In order to reduce the burden of taking on these additional responsibilities as well as to ensure consistent quality of tissue for the repository, our department is standardizing all of these collection processes. This will help to ensure that we can continue to support our surgeons and investigators equally."
The tissue samples are normally about one centimeter in size. "Some are frozen using standard techniques because we're going to make sections and examine those sections, then we'll take a picture of them for documentation," he said. "The other set of tissues, we're going to snap-freeze for possible future use based on what we foresee, as scientists, that we will need," he added. "There will be different ways of storing the tissue. One way is graded freezing in case, in the future, we can revive that tissue and establish cell lines for additional work. You establish cell lines for rare tumors to study the disease entity. If you have a rare tumor and you freeze it - once it is frozen you might not be able to revive the tissue. The graded cooling system will allow researchers to revive cell lines for further study."
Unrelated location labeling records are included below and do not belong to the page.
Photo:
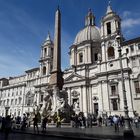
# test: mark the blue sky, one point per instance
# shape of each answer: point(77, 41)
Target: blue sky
point(24, 25)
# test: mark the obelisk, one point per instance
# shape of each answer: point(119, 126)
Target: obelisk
point(56, 78)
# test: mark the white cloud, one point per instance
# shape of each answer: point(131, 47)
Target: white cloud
point(126, 14)
point(130, 22)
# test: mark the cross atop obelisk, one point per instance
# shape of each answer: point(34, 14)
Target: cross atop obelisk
point(56, 78)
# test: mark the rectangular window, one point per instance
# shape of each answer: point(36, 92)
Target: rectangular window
point(132, 48)
point(80, 57)
point(134, 62)
point(41, 98)
point(113, 90)
point(96, 56)
point(139, 46)
point(108, 28)
point(137, 86)
point(114, 104)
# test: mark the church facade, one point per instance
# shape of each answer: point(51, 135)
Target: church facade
point(93, 81)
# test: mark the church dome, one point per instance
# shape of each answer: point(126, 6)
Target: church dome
point(89, 33)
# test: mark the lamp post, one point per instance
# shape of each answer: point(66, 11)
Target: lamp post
point(128, 132)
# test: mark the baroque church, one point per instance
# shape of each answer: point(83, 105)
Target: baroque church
point(93, 81)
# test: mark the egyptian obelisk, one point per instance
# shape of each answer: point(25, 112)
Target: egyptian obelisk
point(56, 78)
"Our primary goal is to find a reasonable, cost-effective and enduring way to support research requiring tissues," Crothers added.
"Some researchers at WRAMC express concerns that they will not have tissue for their particular project if they partner with USMCI. In fact, it is more likely that they will continue to be provided tissues under USMCI, since the organization is a DoD service congressionally mandated to provide this service, whereas individual collection efforts fall under an individual principal investigator, which makes the bank vulnerable to destruction once that PI has left the service. The USMCI BSN's intent is to store tissues indefinitely unless their destruction is requested by the donor."
Marrogi said the program will bank hundreds of specimens each year. "The power of that is we will be in a position to cater to (the researchers) - one thing that I envision, is that people will come to us wanting tissues of rare tumors. We will be able to provide those tissues, on the rarest of the rarest disease and make advances. This is the vision, and with the data base we will have, we can make large population studies like molecular epidemiology, and biomarker risks. You can only do that in this setup where you have a large patient population with very complete history and epidemiology data. We are the only people who can do that. This is a researcher's dream."